Caroline Leavitt: Girls in Trouble
978-0312339739 – paperback – St. Martin’s Griffin – $14.95
Sometimes you get lucky. There are books you find by accident, maybe you choose them just to browse, not meaning to become engaged, they’re discoveries, books you would not “normally” have picked up to read, they surprise you, you’re hooked, and then you can’t stop reading. For me, reading Caroline Leavitt’s Girls in Trouble was just that sort of a book. In this case I read it because she wrote me an email and asked if she could send me a copy of the book, which was easy enough for me to agree to. When it came, I picked it up, the story line described on the cover has some personal resonance, so I took a chance and started reading. And then found I could not put it down. Reading Girls in Trouble was a constant surprise and revelation. It took me places I did not expect to go, it gave me characters I wanted to know and know better, and I believed in their experiences. And it’s a big plus that Caroline can really write.
I don’t want to give any of the story away, but suffice to say, what happens to the people in this book is not what you expect, and reading it will help you understand something important about families, relationships, and parenting. Not the easy, feel-good poster stuff from the movies either. I recommend this book to almost any kind of reader, male or female, old or young, literature readers and even those who just like to be entertained. It’s that good.
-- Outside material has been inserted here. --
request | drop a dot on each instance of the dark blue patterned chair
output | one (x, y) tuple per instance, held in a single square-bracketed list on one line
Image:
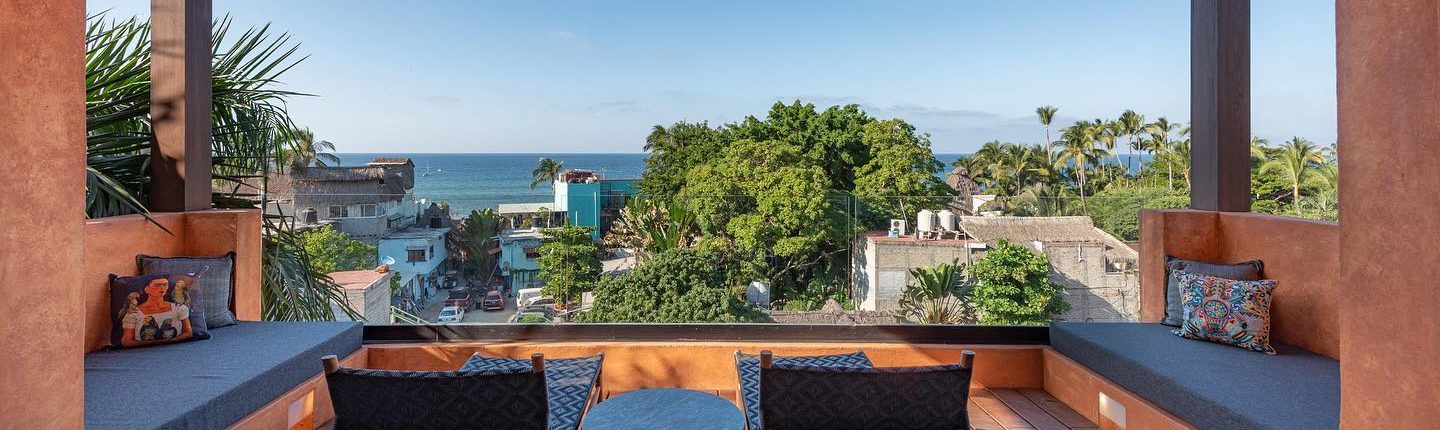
[(573, 383), (748, 367), (804, 397), (481, 399)]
Given how much I liked this book, interviewing Caroline Leavitt was quite a pleasure. She has a lot to say about writing, and the way she interacts and lives with her characters, and how this and her other books came into being. Girls in Trouble is a rich vein to mine for an interview too, as it works on so many different levels and across so many lives and years, and of course because it is centered around an open adoption gone terribly wrong, it generates a certain amount of controversy and that gives the author another great subject to talk about. I am very much looking forward to reading her next novel, Pictures of You (which we also talked about in this interview).